Picture this scene: You’re in a borderline second/third-world country for three weeks on business. Your flight was delayed due to mechanical issues, so you missed your connecting flight, got rerouted and had a layover that increased the length of travel by fifteen hours. You arrive at your destination, go through 2.5 hours of passport control, and discover that you have no baggage.

Nobody knows where your baggage is–one airline is blaming another, and you have no business cards, you don’t have your schedule, your cell phone is already dead, and your laptop is about to die. And nobody is returning your phone calls, and you are in an entirely different time-zone from where your luggage was last seen. You have no clothes, and even the basic hygiene supplies in this country are different.

Welcome to my parents’ weekend.

The airline did eventually contact them–to inform them, after three days of silence, that their baggage would be arriving that evening. I’ve noticed in the process of conducting interviews for the next book, that people stress the importance of communication. I think we can safely say that the average airline fails at this, miserably.
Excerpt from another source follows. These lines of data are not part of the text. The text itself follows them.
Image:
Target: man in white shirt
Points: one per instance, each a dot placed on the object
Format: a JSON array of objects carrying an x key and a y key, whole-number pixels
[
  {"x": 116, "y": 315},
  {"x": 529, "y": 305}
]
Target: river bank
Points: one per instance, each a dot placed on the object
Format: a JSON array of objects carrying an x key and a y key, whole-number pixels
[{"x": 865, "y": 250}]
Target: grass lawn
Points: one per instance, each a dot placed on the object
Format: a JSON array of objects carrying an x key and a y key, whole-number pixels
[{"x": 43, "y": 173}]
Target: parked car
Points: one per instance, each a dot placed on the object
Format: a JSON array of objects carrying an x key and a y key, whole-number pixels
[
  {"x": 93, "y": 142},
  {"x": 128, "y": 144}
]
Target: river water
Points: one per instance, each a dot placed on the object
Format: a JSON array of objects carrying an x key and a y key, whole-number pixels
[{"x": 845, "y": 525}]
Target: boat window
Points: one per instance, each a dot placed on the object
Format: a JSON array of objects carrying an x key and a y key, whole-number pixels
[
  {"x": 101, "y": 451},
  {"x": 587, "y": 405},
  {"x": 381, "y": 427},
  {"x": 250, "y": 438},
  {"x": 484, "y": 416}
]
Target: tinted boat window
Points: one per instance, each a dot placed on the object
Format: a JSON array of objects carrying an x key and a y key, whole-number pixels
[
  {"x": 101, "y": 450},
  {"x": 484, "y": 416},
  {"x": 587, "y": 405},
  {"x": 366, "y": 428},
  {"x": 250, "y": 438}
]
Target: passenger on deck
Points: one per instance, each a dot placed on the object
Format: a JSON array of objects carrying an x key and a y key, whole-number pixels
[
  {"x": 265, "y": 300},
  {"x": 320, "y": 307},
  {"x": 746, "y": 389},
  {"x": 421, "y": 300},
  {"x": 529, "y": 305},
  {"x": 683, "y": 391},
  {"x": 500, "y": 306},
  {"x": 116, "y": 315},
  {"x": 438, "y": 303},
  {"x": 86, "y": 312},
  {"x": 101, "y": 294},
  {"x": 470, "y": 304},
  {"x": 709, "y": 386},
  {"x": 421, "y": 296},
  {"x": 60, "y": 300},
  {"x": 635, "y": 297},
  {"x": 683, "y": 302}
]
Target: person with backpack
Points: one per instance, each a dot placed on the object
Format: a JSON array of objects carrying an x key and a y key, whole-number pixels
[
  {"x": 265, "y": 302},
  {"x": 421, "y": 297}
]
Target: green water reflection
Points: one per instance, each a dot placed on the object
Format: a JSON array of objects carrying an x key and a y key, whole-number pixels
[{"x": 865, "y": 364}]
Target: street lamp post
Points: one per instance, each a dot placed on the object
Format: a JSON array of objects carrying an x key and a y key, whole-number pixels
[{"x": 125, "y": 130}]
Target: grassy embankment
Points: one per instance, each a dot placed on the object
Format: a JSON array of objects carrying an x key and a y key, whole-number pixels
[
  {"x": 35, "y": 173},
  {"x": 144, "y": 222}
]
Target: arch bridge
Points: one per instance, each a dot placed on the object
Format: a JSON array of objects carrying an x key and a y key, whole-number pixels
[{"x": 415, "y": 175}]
I will say this, though–when I called the airline (I was recruited as the Head of North American Operations for Parental Baggage Retrieval because the time difference was not working at all), they returned my call within 3 hours. Of course it was a moot point since they only called to tell me that the luggage was being shipped to the home address, which it wasn’t–it was sent to the hotel to my parents. But at least they returned the call–it makes me think there is hope for ‘good’ customer service for airlines, that the light at the end of the tunnel does exist. It’s just very, very, very, very far away.